Rabu, 23 Mei 2012

A Separation, The Movie of Injustice



Winner of the Golden Bear in Berlin earlier this year, A Separation, indicates that incident is in a family taboo. Divorce that should not happen is in a family, instead it becomes a problem for children - less affection. Eventually children live in agony.
This movie tells the story in Iranian family. The wife Simin (Leila Hatami) wants to leave the country with the couple's 11-year-old daughter. The husband Nader (Peyman Moadi) will not grant her the divorce or permission she needs, nor will the judge, who considers their case to be petty. 
Privately, they later agree to separate, their daughter Termeh remaining with the husband in their pleasant apartment in what we assume is an enlightened, middle-class quarter of Tehran. Because the husband's father has Alzheimer's, the family hire a carer called Razieh (Sareh Bayat), a woman they scarcely know, from a poorer part of the city, and who, we later discover, is pregnant.

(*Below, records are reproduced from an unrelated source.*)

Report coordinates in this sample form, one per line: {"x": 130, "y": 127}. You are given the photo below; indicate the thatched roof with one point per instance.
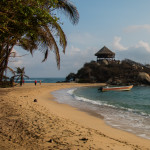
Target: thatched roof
{"x": 105, "y": 52}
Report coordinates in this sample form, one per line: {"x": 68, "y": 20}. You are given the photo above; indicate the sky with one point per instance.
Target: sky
{"x": 121, "y": 25}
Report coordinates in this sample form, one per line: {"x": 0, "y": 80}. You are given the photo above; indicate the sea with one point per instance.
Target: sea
{"x": 125, "y": 110}
{"x": 44, "y": 80}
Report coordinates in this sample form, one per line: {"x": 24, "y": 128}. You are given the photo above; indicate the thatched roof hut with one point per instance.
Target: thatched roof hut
{"x": 105, "y": 53}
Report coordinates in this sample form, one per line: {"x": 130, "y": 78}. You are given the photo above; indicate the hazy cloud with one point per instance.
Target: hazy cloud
{"x": 138, "y": 27}
{"x": 117, "y": 45}
{"x": 144, "y": 45}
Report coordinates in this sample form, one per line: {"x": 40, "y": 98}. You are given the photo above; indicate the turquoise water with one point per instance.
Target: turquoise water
{"x": 125, "y": 110}
{"x": 44, "y": 80}
{"x": 136, "y": 100}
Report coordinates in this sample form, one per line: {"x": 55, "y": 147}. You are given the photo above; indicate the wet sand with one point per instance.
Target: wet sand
{"x": 46, "y": 124}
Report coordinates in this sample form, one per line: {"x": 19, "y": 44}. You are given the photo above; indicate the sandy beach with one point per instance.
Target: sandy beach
{"x": 31, "y": 119}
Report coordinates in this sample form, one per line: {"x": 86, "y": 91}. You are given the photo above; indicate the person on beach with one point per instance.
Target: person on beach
{"x": 35, "y": 82}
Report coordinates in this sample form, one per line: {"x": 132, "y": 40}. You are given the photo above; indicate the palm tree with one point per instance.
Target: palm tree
{"x": 20, "y": 75}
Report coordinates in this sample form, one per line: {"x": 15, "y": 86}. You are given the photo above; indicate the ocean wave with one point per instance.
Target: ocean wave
{"x": 71, "y": 91}
{"x": 102, "y": 103}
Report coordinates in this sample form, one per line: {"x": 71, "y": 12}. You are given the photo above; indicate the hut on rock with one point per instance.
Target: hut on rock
{"x": 105, "y": 53}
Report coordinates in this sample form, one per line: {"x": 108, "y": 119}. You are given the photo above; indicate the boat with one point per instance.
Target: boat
{"x": 116, "y": 88}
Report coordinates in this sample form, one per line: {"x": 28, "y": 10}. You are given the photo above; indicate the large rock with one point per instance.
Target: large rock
{"x": 105, "y": 62}
{"x": 144, "y": 77}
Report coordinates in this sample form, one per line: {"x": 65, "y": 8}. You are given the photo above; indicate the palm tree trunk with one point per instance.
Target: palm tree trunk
{"x": 4, "y": 57}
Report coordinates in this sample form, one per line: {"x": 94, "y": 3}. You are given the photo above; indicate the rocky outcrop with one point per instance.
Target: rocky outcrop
{"x": 144, "y": 77}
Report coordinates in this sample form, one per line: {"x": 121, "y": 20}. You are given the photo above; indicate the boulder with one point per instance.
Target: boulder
{"x": 105, "y": 62}
{"x": 144, "y": 77}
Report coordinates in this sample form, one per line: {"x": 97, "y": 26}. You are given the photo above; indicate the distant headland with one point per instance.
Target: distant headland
{"x": 108, "y": 70}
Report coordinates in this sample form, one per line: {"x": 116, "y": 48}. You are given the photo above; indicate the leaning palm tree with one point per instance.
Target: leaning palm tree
{"x": 20, "y": 75}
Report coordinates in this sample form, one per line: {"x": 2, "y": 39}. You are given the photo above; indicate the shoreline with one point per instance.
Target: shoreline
{"x": 60, "y": 124}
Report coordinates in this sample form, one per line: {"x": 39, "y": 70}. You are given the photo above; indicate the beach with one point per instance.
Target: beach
{"x": 32, "y": 119}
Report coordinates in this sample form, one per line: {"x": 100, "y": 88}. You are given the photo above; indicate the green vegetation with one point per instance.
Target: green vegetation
{"x": 20, "y": 75}
{"x": 33, "y": 24}
{"x": 123, "y": 73}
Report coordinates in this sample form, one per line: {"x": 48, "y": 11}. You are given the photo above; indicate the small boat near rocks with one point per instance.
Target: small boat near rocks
{"x": 115, "y": 88}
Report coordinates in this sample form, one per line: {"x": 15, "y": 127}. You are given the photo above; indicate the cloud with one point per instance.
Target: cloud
{"x": 138, "y": 27}
{"x": 117, "y": 45}
{"x": 82, "y": 38}
{"x": 144, "y": 45}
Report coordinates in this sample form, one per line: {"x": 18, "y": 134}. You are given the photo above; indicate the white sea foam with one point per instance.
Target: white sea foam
{"x": 71, "y": 91}
{"x": 127, "y": 119}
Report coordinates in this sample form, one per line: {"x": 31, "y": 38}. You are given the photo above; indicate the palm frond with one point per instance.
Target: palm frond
{"x": 69, "y": 10}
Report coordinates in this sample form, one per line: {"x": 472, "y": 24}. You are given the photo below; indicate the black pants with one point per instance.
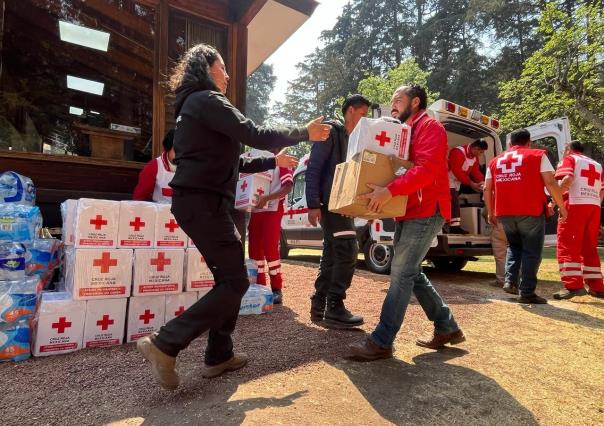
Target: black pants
{"x": 455, "y": 209}
{"x": 207, "y": 220}
{"x": 339, "y": 258}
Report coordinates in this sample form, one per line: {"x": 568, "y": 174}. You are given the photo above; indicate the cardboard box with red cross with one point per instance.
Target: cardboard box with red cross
{"x": 105, "y": 323}
{"x": 137, "y": 224}
{"x": 167, "y": 232}
{"x": 381, "y": 136}
{"x": 249, "y": 189}
{"x": 176, "y": 304}
{"x": 198, "y": 276}
{"x": 158, "y": 271}
{"x": 97, "y": 223}
{"x": 58, "y": 326}
{"x": 98, "y": 273}
{"x": 145, "y": 316}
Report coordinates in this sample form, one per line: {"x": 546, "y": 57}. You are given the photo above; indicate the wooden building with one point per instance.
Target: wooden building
{"x": 83, "y": 100}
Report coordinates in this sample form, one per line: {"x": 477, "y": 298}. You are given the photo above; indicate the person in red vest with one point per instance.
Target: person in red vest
{"x": 581, "y": 180}
{"x": 153, "y": 180}
{"x": 464, "y": 168}
{"x": 429, "y": 205}
{"x": 264, "y": 231}
{"x": 514, "y": 195}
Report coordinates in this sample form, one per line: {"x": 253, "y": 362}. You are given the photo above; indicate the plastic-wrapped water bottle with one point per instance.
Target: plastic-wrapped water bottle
{"x": 252, "y": 270}
{"x": 15, "y": 188}
{"x": 13, "y": 261}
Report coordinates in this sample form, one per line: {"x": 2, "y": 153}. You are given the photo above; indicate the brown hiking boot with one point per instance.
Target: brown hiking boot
{"x": 439, "y": 340}
{"x": 162, "y": 365}
{"x": 368, "y": 350}
{"x": 238, "y": 361}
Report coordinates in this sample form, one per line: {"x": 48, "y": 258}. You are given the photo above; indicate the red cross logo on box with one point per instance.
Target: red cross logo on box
{"x": 172, "y": 225}
{"x": 105, "y": 262}
{"x": 147, "y": 316}
{"x": 382, "y": 138}
{"x": 591, "y": 174}
{"x": 161, "y": 261}
{"x": 62, "y": 325}
{"x": 137, "y": 224}
{"x": 105, "y": 322}
{"x": 98, "y": 222}
{"x": 509, "y": 162}
{"x": 259, "y": 193}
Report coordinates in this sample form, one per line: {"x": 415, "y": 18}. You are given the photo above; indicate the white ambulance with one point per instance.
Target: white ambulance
{"x": 449, "y": 252}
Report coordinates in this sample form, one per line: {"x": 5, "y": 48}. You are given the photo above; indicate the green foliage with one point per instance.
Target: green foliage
{"x": 380, "y": 89}
{"x": 563, "y": 78}
{"x": 260, "y": 85}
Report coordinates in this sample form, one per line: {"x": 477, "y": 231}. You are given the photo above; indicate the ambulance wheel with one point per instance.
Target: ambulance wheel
{"x": 283, "y": 248}
{"x": 378, "y": 257}
{"x": 449, "y": 264}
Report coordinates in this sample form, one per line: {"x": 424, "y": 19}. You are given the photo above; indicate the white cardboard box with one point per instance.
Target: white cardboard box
{"x": 137, "y": 224}
{"x": 168, "y": 233}
{"x": 380, "y": 136}
{"x": 105, "y": 323}
{"x": 58, "y": 326}
{"x": 176, "y": 304}
{"x": 158, "y": 271}
{"x": 97, "y": 223}
{"x": 69, "y": 211}
{"x": 98, "y": 273}
{"x": 198, "y": 275}
{"x": 249, "y": 189}
{"x": 145, "y": 316}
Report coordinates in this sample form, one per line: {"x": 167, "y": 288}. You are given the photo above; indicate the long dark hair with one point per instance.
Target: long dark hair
{"x": 193, "y": 69}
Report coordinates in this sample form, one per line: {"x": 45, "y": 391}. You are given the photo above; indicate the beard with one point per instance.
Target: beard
{"x": 405, "y": 114}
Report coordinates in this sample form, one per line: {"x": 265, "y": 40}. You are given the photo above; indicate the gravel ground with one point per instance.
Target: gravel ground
{"x": 520, "y": 365}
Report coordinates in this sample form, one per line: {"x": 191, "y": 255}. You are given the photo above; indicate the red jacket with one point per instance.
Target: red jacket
{"x": 456, "y": 160}
{"x": 517, "y": 182}
{"x": 146, "y": 179}
{"x": 427, "y": 182}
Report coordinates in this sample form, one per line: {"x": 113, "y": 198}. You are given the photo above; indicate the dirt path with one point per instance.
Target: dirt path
{"x": 520, "y": 365}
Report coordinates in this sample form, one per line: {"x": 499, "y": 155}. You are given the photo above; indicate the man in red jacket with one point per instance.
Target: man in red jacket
{"x": 581, "y": 179}
{"x": 153, "y": 180}
{"x": 429, "y": 205}
{"x": 464, "y": 168}
{"x": 514, "y": 196}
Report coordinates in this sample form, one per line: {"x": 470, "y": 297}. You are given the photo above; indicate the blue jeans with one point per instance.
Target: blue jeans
{"x": 525, "y": 235}
{"x": 412, "y": 241}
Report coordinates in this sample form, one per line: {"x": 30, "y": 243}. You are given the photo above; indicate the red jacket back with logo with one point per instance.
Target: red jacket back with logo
{"x": 427, "y": 182}
{"x": 518, "y": 183}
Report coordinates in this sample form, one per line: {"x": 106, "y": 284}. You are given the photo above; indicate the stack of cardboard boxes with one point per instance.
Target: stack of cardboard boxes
{"x": 129, "y": 269}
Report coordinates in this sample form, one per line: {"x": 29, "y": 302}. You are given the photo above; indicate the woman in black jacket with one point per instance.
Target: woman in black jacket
{"x": 208, "y": 138}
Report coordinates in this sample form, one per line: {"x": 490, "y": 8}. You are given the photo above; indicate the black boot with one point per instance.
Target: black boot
{"x": 337, "y": 316}
{"x": 317, "y": 308}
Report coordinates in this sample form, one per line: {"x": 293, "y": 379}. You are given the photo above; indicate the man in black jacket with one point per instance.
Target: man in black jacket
{"x": 340, "y": 248}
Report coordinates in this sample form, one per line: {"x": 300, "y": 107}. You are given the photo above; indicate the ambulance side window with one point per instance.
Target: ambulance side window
{"x": 298, "y": 192}
{"x": 550, "y": 145}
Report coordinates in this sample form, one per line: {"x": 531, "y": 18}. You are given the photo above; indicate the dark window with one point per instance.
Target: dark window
{"x": 76, "y": 78}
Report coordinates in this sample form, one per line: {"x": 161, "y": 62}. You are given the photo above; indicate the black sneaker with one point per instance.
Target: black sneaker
{"x": 566, "y": 294}
{"x": 277, "y": 297}
{"x": 338, "y": 317}
{"x": 532, "y": 299}
{"x": 510, "y": 288}
{"x": 458, "y": 230}
{"x": 317, "y": 308}
{"x": 598, "y": 294}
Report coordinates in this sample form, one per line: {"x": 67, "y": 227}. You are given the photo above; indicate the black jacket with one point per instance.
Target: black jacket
{"x": 208, "y": 138}
{"x": 324, "y": 157}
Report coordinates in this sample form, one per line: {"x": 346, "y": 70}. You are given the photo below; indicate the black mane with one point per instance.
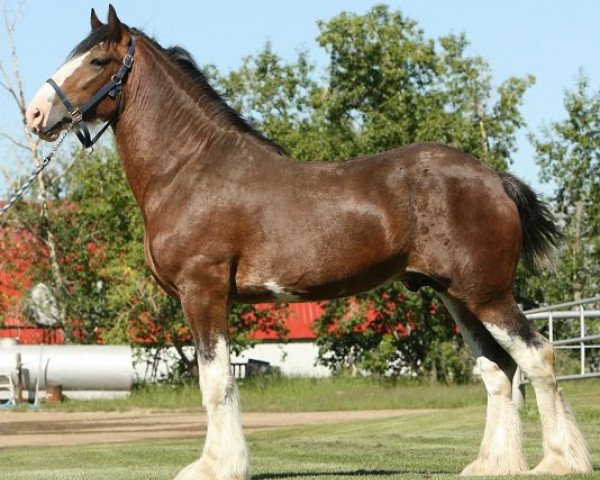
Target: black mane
{"x": 184, "y": 60}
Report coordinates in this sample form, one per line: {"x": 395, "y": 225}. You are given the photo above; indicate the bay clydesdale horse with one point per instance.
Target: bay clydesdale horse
{"x": 229, "y": 218}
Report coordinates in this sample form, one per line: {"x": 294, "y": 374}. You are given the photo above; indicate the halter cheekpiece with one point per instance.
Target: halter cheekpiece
{"x": 113, "y": 88}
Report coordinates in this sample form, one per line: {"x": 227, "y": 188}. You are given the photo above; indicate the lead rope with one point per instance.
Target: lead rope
{"x": 19, "y": 193}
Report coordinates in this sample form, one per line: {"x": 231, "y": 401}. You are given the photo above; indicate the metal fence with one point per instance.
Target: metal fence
{"x": 579, "y": 311}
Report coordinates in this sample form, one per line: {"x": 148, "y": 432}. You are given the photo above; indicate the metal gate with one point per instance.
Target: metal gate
{"x": 580, "y": 311}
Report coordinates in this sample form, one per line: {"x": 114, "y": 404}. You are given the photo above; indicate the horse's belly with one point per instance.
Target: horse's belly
{"x": 309, "y": 282}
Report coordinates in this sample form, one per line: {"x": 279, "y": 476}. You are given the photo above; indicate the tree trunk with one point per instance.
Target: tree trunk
{"x": 578, "y": 252}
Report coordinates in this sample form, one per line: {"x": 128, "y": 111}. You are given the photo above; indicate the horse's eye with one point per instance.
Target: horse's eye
{"x": 99, "y": 62}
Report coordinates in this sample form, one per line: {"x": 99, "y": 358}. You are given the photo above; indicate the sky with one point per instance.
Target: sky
{"x": 550, "y": 39}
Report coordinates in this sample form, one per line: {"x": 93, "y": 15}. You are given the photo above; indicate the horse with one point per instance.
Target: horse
{"x": 229, "y": 217}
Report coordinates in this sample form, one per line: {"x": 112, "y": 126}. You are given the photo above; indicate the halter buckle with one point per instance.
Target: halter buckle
{"x": 128, "y": 61}
{"x": 76, "y": 115}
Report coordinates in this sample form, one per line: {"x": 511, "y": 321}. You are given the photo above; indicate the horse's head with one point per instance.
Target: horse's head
{"x": 96, "y": 62}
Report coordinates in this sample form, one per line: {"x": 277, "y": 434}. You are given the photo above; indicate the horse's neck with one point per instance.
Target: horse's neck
{"x": 164, "y": 128}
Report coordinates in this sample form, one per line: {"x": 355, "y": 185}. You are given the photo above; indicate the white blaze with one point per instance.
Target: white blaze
{"x": 47, "y": 101}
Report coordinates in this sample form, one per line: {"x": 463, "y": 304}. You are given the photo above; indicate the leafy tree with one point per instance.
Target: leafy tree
{"x": 568, "y": 153}
{"x": 386, "y": 85}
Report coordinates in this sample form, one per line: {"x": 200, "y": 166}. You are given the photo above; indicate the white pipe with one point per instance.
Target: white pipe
{"x": 75, "y": 367}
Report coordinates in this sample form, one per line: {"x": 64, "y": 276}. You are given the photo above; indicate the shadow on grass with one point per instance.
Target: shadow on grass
{"x": 351, "y": 473}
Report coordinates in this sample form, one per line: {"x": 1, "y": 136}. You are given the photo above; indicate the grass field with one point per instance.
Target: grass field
{"x": 429, "y": 445}
{"x": 274, "y": 394}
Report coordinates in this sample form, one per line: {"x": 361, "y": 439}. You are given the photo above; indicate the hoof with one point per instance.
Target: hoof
{"x": 494, "y": 467}
{"x": 558, "y": 465}
{"x": 205, "y": 470}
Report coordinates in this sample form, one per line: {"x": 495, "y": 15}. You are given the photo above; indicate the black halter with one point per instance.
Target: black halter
{"x": 113, "y": 89}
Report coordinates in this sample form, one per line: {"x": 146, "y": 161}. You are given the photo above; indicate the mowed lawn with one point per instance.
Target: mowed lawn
{"x": 426, "y": 445}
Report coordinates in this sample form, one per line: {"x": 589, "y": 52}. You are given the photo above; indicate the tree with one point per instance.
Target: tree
{"x": 386, "y": 85}
{"x": 568, "y": 153}
{"x": 35, "y": 220}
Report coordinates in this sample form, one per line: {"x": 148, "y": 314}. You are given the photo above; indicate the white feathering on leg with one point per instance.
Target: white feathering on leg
{"x": 225, "y": 456}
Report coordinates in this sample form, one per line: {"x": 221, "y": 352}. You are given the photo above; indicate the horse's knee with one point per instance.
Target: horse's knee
{"x": 495, "y": 380}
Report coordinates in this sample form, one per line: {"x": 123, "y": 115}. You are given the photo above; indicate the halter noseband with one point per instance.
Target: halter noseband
{"x": 113, "y": 88}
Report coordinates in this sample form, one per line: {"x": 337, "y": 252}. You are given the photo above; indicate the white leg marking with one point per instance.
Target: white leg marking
{"x": 501, "y": 451}
{"x": 225, "y": 456}
{"x": 565, "y": 449}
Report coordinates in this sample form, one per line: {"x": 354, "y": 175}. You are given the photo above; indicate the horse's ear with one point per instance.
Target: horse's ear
{"x": 114, "y": 24}
{"x": 94, "y": 20}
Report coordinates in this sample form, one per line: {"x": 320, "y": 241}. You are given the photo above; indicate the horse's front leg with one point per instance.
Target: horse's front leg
{"x": 225, "y": 456}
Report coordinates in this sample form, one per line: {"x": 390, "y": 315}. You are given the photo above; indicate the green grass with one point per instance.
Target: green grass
{"x": 301, "y": 394}
{"x": 430, "y": 445}
{"x": 297, "y": 394}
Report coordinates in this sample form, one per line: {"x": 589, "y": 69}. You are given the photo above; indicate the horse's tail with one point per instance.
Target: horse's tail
{"x": 540, "y": 235}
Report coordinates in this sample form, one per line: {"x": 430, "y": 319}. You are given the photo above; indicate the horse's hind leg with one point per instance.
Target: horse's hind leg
{"x": 565, "y": 450}
{"x": 501, "y": 450}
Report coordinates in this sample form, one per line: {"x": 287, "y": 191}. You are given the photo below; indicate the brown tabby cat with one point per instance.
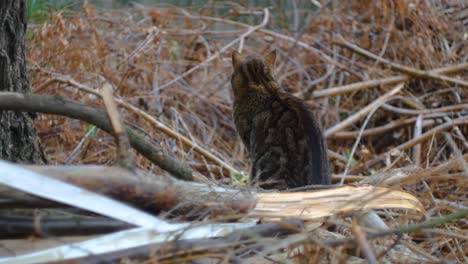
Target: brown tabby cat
{"x": 285, "y": 143}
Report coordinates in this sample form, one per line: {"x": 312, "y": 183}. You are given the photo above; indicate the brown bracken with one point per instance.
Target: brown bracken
{"x": 279, "y": 130}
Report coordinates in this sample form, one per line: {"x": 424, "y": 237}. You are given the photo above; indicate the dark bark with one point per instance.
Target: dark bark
{"x": 152, "y": 194}
{"x": 61, "y": 106}
{"x": 20, "y": 226}
{"x": 18, "y": 138}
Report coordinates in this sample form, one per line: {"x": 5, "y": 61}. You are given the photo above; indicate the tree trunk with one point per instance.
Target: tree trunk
{"x": 18, "y": 138}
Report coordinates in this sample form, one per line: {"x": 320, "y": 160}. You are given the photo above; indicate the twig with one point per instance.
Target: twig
{"x": 60, "y": 106}
{"x": 385, "y": 81}
{"x": 417, "y": 148}
{"x": 126, "y": 159}
{"x": 363, "y": 244}
{"x": 381, "y": 129}
{"x": 425, "y": 111}
{"x": 361, "y": 113}
{"x": 165, "y": 129}
{"x": 398, "y": 67}
{"x": 456, "y": 122}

When an argument over the level of care seems to cause Razieh to miscarry, all parties become suffocated in a legal case. The film develops into a complex moral dilemma that pitches religion against economics, one that brilliantly, and with creeping tension, encapsulates the tussles and fissures in Iranian society.
In this movie, injustice is apparent, where the right is wrong, and wrong is right. However, the question which the sppectators ask is the fate of Termeh, it is unclear until the end of movie. 
In Iran, although this movie invites the pros and cons - rejection movement, A separation remains a good movie serving as a social mirror. In this movie, the value that we could learn is no legal justice for all levels of society.